Stoichev, a nuestro lado, estaba disfrutando de nuestro asombro. Irina, con un sombrero de ala ancha, le sujetaba el brazo con firmeza. Sólo Ranov se mantenía apartado, contemplando el hermoso panorama con el ceño fruncido, y volvió la cabeza con suspicacia cuando un grupo de monjes con hábito negro pasó ante nosotros camino de la iglesia. Nos había costado mucho convencerle de que recogiera a Irina y Stoichev en su coche y los llevara. Quería que Stoichev tuviera el honor de enseñarnos Rila, dijo, pero no entendía por qué no podía tomar el autobús como el resto de los búlgaros. Reprimí el comentario de que no parecía que él, Ranov, tomara mucho el autobús. Nos impusimos por fin, si bien esto no impidió que Ranov se quejara del viejo profesor durante casi todo el trayecto desde Sofía hasta casa de Stoichev.
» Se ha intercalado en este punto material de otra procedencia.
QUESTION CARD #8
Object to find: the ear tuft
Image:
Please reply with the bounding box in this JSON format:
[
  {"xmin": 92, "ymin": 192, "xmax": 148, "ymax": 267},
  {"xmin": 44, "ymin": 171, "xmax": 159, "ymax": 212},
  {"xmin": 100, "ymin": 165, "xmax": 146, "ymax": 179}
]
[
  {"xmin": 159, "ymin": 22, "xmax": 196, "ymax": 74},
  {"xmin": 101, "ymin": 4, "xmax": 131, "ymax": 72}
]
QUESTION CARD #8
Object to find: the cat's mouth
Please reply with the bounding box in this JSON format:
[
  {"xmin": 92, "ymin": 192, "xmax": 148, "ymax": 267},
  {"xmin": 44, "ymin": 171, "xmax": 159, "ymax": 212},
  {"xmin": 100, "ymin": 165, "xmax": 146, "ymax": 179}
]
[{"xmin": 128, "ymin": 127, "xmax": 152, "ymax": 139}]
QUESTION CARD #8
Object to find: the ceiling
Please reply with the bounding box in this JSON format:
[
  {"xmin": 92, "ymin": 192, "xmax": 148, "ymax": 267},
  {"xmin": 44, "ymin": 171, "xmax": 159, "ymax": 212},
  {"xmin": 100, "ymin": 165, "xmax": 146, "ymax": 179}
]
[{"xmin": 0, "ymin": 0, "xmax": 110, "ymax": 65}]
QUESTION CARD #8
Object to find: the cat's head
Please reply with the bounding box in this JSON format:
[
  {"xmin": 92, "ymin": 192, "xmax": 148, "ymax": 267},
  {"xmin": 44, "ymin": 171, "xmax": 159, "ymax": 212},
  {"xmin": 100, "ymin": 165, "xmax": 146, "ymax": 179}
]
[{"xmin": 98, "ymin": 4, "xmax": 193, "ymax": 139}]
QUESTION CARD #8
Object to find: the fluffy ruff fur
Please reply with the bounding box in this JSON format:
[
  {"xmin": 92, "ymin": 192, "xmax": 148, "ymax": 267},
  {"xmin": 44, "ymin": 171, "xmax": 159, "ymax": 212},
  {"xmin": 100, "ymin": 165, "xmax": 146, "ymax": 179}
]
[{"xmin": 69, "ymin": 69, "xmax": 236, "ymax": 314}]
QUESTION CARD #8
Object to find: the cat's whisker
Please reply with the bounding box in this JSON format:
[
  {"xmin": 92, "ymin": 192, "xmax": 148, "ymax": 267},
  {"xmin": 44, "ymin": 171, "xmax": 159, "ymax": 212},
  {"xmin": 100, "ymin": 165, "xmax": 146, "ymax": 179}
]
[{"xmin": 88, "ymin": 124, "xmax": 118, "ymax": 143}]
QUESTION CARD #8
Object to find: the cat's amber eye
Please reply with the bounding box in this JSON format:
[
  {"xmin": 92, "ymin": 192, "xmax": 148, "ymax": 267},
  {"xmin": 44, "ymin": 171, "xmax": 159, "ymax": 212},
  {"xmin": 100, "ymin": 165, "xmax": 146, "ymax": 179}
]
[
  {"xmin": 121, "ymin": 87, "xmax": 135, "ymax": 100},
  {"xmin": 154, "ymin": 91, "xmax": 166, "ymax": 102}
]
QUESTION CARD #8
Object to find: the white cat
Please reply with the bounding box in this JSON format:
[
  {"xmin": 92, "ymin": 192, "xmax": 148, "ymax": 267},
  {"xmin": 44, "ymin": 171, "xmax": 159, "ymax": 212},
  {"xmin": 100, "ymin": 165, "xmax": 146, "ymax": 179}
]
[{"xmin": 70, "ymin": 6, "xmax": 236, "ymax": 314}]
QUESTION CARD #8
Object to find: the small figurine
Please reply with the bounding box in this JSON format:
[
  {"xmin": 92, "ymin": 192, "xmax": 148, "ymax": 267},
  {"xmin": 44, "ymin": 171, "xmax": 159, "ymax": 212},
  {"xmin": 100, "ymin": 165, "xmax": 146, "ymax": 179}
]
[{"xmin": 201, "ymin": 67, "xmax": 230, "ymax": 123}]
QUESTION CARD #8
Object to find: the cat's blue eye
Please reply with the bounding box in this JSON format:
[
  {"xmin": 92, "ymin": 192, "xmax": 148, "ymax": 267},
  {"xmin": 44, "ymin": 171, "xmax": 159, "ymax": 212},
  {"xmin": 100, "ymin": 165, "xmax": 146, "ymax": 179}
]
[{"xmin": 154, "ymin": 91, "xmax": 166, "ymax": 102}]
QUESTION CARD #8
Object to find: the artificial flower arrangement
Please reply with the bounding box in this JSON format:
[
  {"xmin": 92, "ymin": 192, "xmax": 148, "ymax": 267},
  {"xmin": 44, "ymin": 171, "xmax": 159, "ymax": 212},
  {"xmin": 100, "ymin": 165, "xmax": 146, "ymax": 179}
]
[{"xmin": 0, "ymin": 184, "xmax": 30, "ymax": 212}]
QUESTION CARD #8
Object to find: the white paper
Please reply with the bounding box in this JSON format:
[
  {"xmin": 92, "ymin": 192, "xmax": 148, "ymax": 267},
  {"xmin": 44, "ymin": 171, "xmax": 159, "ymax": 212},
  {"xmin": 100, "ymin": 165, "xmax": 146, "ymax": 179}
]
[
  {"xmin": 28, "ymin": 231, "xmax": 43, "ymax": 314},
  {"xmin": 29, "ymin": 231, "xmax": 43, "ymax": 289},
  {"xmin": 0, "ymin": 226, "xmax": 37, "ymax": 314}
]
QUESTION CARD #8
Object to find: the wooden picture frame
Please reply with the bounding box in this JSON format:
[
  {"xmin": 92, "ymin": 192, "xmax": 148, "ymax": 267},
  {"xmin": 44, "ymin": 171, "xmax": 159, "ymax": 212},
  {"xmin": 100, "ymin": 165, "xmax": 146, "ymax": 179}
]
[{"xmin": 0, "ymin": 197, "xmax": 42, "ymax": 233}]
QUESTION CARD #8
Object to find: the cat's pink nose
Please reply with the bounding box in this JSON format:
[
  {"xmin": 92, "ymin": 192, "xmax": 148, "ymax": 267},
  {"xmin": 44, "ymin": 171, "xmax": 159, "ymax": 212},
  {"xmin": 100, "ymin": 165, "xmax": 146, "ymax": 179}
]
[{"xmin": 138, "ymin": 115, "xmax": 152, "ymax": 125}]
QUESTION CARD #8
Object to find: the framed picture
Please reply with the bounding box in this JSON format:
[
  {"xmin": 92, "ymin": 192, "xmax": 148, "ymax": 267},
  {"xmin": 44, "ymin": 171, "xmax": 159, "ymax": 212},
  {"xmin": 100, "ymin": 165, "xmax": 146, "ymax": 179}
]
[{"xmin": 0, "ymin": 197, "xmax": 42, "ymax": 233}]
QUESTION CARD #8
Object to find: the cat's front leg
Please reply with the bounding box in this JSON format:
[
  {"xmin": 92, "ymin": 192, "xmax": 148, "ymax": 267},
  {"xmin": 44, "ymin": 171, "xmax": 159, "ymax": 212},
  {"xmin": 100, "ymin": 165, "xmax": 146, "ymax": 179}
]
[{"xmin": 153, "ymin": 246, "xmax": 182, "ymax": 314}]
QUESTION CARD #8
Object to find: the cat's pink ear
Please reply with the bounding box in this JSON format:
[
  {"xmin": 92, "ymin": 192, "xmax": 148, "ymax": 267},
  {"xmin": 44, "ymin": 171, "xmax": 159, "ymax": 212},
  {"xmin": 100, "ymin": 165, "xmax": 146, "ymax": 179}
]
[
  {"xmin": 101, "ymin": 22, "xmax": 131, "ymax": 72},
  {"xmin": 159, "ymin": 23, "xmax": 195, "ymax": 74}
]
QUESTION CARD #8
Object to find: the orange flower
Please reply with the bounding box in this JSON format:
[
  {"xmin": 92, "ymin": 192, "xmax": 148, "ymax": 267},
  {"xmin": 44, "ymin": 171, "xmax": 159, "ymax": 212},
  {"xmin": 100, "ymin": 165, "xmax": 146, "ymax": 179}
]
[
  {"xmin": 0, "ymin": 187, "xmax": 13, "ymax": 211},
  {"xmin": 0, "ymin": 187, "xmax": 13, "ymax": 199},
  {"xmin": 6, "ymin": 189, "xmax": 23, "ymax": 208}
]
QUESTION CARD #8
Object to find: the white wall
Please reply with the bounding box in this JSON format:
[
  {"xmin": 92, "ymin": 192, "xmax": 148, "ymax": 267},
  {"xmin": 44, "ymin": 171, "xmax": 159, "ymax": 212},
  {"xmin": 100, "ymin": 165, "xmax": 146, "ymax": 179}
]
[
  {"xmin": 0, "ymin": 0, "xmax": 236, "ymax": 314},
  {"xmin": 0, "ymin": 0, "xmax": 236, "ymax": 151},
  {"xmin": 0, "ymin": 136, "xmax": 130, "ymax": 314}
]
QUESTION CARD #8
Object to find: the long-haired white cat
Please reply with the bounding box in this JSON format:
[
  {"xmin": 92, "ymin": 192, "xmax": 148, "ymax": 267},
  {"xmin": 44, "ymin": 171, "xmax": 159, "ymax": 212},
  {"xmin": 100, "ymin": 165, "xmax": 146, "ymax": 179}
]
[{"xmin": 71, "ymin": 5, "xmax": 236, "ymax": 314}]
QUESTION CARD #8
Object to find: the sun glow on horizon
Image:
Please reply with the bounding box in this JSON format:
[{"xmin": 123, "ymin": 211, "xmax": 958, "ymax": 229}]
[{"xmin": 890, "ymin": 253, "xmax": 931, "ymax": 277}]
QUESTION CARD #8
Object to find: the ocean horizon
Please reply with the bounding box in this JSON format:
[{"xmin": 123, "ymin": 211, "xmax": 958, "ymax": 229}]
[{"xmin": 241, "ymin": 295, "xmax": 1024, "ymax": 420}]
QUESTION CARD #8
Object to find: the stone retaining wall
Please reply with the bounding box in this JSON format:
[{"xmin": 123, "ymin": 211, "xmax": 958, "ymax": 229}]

Éste había utilizado su fama para fomentar supersticiones e ideas antipatrióticas. Todo el mundo sabía que se había negado a renunciar a su anticientífica lealtad a la Iglesia ortodoxa. Tenía un hijo que estudiaba en Alemania del Este, casi tan malo como él. Pero habíamos ganado la batalla, Stoichev podía venir con nosotros, y cuando paramos a comer en una taberna de las montañas, Irina nos susurró agradecida que habría intentado disuadir a su tío de ir si hubiesen tenido que tomar el autobús. No habría podido soportar un viaje tan duro con aquel calor.
– Esta es el ala donde los monjes todavía viven -dijo Stoichev-, y allí, en aquel lado, está la hostería donde dormiremos. Ya verán lo apacible que se está de noche, pese a todos los visitantes que recibe cada día. Este es uno de nuestros mayores tesoros nacionales, y mucha gente viene a verlo, sobre todo en verano, pero de noche vuelve a ser muy tranquilo.
Vengan -añadió-, iremos a ver al abad. Le llamé ayer y nos está esperando.
Nos guió con sorprendente vigor y miró entusiasmado a su alrededor, como si el lugar le hubiera insuflado nueva vida.
Los aposentos para audiencias del abad se hallaban en el primer piso del ala monástica. Un monje con hábito negro, de larga barba castaña, nos abrió la puerta; Stoichev se quitó el sombrero y entró primero. El abad se levantó de un banco cercano a la pared y avanzó para recibirnos. El profesor y él se saludaron con mucha cordialidad, Stoichev le besó la mano y el abad le bendijo. Era un hombre delgado y de espalda erguida, de unos sesenta años, con la barba veteada de gris y serenos ojos azules (me había sorprendido bastante comprobar que había búlgaros de ojos azules). Nos estrechó la mano a la madera moderna, y también a
Ranov, quien lo saludó con evidente desdén. Después nos indicó con un gesto que tomáramos asiento y apareció un monje con una bandeja sobre la que descansaban varios vasos, pero no llenos de rakiya en esta ocasión, sino de agua fría, acompañada por platitos de aquellas pastas con sabor a rosas que habíamos probado en Estambul. Observé que Ranov no bebía, como si temiera ser envenenado.